On the other hand, if I were a New Yorker I might find Allen’s preoccupation with the wealthy West Side milieu of Melinda and Melinda a bit tiresome. However I’m not, and although Midnight in Paris centres around some rich Americans, Allen doesn’t show them in a very flattering light anyway. Midnight in Paris is a romantic comedy about a would be novelist, a well-judged Woody alter ego played by Owen Wilson, time travelling from Paris in 2010 to mix with the avant-garde in Paris in the 1920s. Time travellers in the movies go down a well-trodden path, but the usual tropes of things yet to come (tranquillisers) and of knowledge of the future (suggesting the plot of El ángel exterminador (The Exterminating Angel) to Buñuel about 40 years prematurely) are kept under control. Carla Bruni puts in a better performance as a guide in the Musée Rodin than might have been expected from press reports at the time of shooting – ‘Carla Bruni-Sarkozy took 35 takes in Woody Allen scene’, ‘Bruni takes 5 hours to get simple bread scene right’ – and the boulangerie scene, if it ever existed, didn’t make the final cut. The art department did a convincing job with Gertrude Stein’s art collection. As far as I could tell, but I’m not an expert, there weren’t any anomalies in the succession of cute meets with the literary and artistic giants who were in Paris in the Twenties – Hemingway could have compared Picasso with Miró, Buñuel did work with Dali, Man Ray was there while Lee Miller was still in New York.  Attending this exhibition, currently in Paris, would be informative.

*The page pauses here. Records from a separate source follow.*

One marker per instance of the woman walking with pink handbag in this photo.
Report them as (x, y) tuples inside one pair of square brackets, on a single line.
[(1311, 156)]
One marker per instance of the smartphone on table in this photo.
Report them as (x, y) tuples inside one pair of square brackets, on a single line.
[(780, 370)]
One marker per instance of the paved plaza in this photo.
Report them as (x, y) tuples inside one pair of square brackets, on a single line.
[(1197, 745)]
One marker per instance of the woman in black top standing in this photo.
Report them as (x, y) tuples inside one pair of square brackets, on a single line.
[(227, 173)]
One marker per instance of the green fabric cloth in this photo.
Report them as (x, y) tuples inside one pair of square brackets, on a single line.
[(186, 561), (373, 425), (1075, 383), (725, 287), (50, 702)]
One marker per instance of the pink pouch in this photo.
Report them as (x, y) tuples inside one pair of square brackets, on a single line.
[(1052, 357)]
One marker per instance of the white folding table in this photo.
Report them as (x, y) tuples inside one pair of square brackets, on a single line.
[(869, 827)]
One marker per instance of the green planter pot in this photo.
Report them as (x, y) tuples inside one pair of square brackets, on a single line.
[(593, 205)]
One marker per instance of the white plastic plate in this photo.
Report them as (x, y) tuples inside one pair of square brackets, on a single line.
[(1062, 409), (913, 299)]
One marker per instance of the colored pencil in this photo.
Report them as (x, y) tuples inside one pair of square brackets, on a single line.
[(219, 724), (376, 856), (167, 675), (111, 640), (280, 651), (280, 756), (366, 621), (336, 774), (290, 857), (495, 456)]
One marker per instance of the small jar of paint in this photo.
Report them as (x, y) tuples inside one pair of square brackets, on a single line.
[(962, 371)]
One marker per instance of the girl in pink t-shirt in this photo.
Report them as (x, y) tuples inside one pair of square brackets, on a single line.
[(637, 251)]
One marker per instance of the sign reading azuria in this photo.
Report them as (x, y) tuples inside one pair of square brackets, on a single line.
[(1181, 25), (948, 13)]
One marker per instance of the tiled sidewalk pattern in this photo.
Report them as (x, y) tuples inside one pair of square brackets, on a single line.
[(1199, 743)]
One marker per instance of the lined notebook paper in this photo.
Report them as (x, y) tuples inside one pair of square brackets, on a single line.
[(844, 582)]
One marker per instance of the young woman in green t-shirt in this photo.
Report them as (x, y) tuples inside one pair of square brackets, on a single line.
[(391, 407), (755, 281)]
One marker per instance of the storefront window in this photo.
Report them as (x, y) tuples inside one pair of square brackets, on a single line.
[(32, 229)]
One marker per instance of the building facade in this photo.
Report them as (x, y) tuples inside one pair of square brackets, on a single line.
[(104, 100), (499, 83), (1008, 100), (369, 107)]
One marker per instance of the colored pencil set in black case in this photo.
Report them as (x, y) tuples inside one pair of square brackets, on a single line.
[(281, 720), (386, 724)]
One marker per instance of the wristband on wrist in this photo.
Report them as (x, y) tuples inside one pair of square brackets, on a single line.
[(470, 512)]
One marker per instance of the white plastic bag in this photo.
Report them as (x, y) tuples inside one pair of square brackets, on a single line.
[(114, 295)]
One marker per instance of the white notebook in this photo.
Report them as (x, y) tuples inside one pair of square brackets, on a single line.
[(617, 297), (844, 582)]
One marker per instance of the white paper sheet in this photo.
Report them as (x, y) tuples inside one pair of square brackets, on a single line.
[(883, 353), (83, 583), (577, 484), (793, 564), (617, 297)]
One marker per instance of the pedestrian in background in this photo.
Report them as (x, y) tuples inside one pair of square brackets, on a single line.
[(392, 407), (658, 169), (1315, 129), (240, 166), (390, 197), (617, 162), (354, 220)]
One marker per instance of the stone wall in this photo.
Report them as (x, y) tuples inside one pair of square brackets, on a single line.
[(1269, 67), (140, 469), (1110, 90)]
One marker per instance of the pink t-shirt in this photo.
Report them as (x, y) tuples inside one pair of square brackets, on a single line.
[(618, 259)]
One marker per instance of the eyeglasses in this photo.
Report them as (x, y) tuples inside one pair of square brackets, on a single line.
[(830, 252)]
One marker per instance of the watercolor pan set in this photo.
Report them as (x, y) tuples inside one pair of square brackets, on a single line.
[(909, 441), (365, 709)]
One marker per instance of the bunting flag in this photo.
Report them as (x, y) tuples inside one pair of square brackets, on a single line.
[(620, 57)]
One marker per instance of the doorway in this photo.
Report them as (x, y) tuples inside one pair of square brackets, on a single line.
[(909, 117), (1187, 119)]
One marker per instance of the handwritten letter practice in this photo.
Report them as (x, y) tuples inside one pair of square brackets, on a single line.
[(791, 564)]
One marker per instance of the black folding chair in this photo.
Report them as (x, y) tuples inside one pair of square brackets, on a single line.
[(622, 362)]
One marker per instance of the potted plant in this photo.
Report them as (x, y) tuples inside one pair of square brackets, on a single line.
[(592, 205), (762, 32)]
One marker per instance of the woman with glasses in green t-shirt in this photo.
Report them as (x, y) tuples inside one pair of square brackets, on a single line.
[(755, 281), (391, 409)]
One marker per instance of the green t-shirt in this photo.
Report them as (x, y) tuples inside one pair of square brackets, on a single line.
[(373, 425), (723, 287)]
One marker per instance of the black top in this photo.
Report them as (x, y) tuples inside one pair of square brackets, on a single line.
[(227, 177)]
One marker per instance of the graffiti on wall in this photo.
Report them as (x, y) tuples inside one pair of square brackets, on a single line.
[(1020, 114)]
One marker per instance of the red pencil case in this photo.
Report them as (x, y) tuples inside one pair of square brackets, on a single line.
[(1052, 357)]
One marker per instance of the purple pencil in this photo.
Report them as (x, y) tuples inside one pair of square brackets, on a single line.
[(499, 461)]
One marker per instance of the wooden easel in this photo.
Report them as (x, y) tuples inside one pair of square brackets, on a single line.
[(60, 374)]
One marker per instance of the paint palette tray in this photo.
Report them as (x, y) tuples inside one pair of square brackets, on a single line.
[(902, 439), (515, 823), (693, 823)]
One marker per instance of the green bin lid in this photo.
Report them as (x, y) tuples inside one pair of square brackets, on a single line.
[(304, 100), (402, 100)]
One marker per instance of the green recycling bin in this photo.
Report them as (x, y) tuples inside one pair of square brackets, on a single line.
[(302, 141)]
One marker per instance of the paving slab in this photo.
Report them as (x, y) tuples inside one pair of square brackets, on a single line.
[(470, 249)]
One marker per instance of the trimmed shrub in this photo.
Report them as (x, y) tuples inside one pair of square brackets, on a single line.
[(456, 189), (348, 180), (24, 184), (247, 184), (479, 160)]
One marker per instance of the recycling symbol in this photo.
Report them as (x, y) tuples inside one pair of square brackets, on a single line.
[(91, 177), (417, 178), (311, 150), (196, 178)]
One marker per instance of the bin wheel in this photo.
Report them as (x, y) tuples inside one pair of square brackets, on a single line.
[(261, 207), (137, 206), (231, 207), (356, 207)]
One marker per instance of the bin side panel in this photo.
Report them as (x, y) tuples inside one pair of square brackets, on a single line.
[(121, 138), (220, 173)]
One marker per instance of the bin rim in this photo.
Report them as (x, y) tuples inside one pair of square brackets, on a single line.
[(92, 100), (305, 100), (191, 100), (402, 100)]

So, definitely worth seeing and more fun than Vicky Cristina Barcelona; I hope Nero Fiddled (formerly Bop Decameron), set in Rome, will be as good, but we will find out next year.

CORRECTION 24 OCTOBER

I originally and erroneously stated:
suggesting the plot of Le charme discret de la bourgeoisie to Buñuel about 50 years prematurely
which was quite wrong, and thanks to a much wiser blogger, have put it right.  The Discreet Charm ... was about people who couldn't ever get to dine together, not about diners who couldn't get away!


UPDATE 3 DECEMBER

I should have pointed out that Hemingway was played by Tom Hiddleston who appeared in Joanna Hogg’s Archipelago and Unrelated. In contrast to the troubled young men of those films, his Hemingway had the approachable self-assurance that we are getting used to coming from other modern old Etonians like David Cameron. A profile of Hiddleston by Xan Brooks appeared in the Guardian recently for the launch of The Deep Blue Sea.